The Russians, just like the Soviets, seldom cancel a project. At worst the PAK DP and PAK DA will be drip fed funding and take two or three times the time to develop.
I think the PAK DA has the top priority with regards to both of those projects. The Tu-95MSM and Tu-22M3M have basically no replacement in current production as a theater bomber. The PAK DA's Izdeliye RF engine is already being bench tested with at least two aircraft prototypes being under construction. I expect the stealth bomber prototype to fly this decade. It might fly before the Su-75 unless it hits some kind of snag during development. But the engine already passed bench tests at Kuznetsov so I think that is unlikely.
Tupolev started out by building a test rig for the cockpit of PAK DA so they can test the cockpit design. They also built a 1:10 scale prototype of the PAK DA airframe made of composites. I assume this was done to test the flight control for the airframe. The people who worked on the cockpit test rig got a state prize. So you can pretty much assume that part of the work was finished satisfactorily.
The Russians basically rebuilt the Tupolev bomber factory and fully equipped it. Kuznetsov design bureau and its plant at Samara were also raised from the ashes and furnished with fully modern equipment. The Tu-160M is basically a reverse engineered Tu-160, and its NK-32-02 engines are basically reverse engineered NK-32 engines. Everything was moved from paper schematics to CAD drawings and production was changed to modern automated methods.
The PAK DP is way earlier in the design process and they haven't even bent metal yet. I have heard nothing about the airframe design having been finalized or anything else really. The Russian government also recently assigned MiG to build a budget jet trainer aircraft to make a replacement for the Aero L-39 Albatros. So that could lead to further delays for the PAK DP project.

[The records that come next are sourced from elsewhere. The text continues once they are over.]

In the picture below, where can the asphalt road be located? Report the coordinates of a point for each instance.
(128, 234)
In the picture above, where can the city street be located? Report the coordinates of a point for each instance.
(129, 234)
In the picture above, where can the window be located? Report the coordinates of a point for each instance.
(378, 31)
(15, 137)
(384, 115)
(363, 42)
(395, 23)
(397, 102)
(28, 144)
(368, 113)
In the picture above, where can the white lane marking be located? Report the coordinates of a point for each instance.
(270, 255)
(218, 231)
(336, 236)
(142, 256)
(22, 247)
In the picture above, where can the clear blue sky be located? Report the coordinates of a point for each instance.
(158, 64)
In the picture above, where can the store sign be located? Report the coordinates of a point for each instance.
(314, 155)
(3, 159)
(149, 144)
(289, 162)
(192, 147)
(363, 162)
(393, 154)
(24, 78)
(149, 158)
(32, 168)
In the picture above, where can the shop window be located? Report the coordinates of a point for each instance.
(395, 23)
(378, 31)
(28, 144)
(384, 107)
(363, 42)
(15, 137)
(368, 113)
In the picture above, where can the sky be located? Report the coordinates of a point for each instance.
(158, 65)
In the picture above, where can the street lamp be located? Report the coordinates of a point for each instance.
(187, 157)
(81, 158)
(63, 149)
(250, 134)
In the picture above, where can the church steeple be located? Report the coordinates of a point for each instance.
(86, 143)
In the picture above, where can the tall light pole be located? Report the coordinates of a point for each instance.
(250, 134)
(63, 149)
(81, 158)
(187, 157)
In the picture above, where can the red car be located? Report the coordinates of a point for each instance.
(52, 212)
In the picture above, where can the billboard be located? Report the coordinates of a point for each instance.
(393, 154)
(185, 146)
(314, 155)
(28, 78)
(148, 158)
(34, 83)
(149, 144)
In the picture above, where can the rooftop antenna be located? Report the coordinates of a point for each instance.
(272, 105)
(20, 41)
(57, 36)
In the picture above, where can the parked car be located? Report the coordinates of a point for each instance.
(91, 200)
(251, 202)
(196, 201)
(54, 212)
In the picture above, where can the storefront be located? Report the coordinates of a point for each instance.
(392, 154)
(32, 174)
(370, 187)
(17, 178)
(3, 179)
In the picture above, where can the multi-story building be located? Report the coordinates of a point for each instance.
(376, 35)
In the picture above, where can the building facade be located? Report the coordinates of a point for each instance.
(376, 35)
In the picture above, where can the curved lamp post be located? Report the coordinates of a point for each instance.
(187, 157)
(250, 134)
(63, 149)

The PAK VTA project is the most delayed one I think. Especially now that they seem to be getting further behind the move to resume production of the An-124. The PD-35 engine is further behind in testing than even the Izdeliye RF. I wouldn't be surprised if the PAK VTA only happened in the later part of the next decade.
Did Russians resolve SU-57M engine yet?
The AL-51 engine isn't in serial production yet. They had issues with reliably producing them at scale several years ago. The engines were basically manufactured with a lot of human labor. Handcrafted prototypes. UEC Saturn is currently busy with import substitution projects as well. They had to make the M90FR gas turbines for the Navy, they are working on the PD-8 engine replacement for the SaM-146 used in the Superjet and Be-200, they make the cruise missile engines, and they are testing the Al-41ST-25 gas pumping variant of the Al-41. But their factory at Rybinsk also seems to be getting loads of modern tools to mass manufacture the PD-8 engine. So maybe that will solve whatever engine production issues they have.